SAN FRANCISCO — Nothing, not another bullpen game, not the Padres' star power, nor Fernando Tatis Jr.'s powerful right arm, can stop the Giants' winning streak.
It reached 10 games Wednesday with a 4-2 win over San Diego, matching the club's longest unbeaten stretch since it was Barry Bonds, not Mike Yastrzemski, dropping walk-off splash hits into McCovey Cove. Their win Wednesday night didn't require any such heroics, thanks to the efforts of six pitchers in a bullpen game and a crucial overturned call that turned their lone scoring rally from a one-run inning into four.
San Francisco clinched a series win over the Padres — they will have a chance at a four-game sweep with Alex Wood on the mound Thursday — the first time the Giants have won a series at Oracle Park since the third weekend of May, despite owning the majors' best record since Mother's Day (25-9). Somehow, they don't own the majors' longest active winning streak, which belong to the Cincinnati Reds, who won their 11th in a row Wednesday. It is, nonetheless, the longest string of wins the Giants have put together since they won 10 straight from May 20-31, 2004, under manager Felipe Alou.

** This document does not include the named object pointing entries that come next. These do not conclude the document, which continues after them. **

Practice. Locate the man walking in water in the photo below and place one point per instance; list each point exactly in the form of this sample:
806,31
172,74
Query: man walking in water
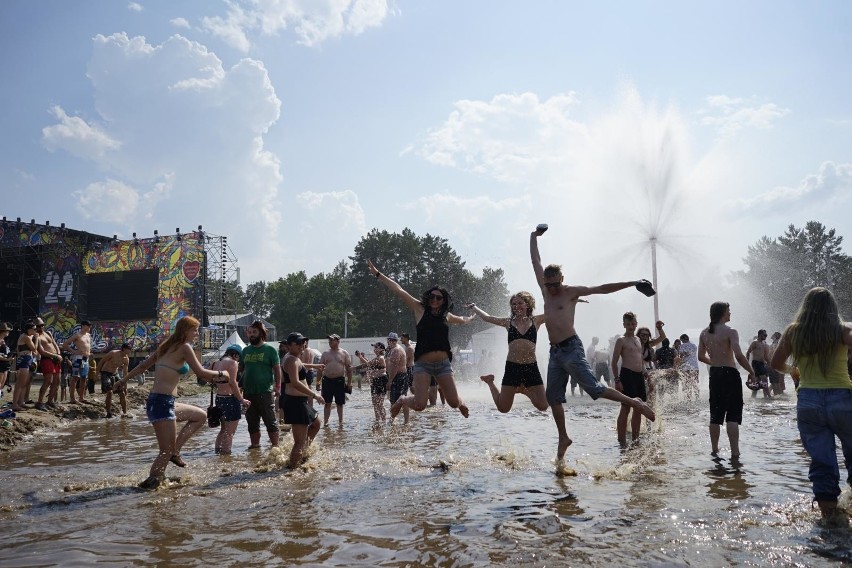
113,362
719,347
566,352
50,365
80,345
760,355
336,378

The game turned on a lengthy and controversial review in the bottom of the fifth, which Padres manager Bob Melvin was ejected for protesting.
The Giants broke through in the fifth against Yu Darvish, putting their first three batters of the inning on base, but it appeared they would have to settle for one run. After what would have been an inning-ending outfield assist from Fernando Tatis Jr. was overturned, it turned into a four-run inning.
Trying to score from second on a single to right field from Joc Pederson, Blake Sabol was given an aggressive, two-out green light from third-base coach Mark Hallberg. Tatis has one of the best outfield arms in the game — he owns the hardest-thrown assist on record this season — and showed it off, firing a laser beam to catcher Gary Sanchez that easily beat Sabol to the plate. It was, at least initially, an easy call to make for home plate umpire Quinn Wolcott.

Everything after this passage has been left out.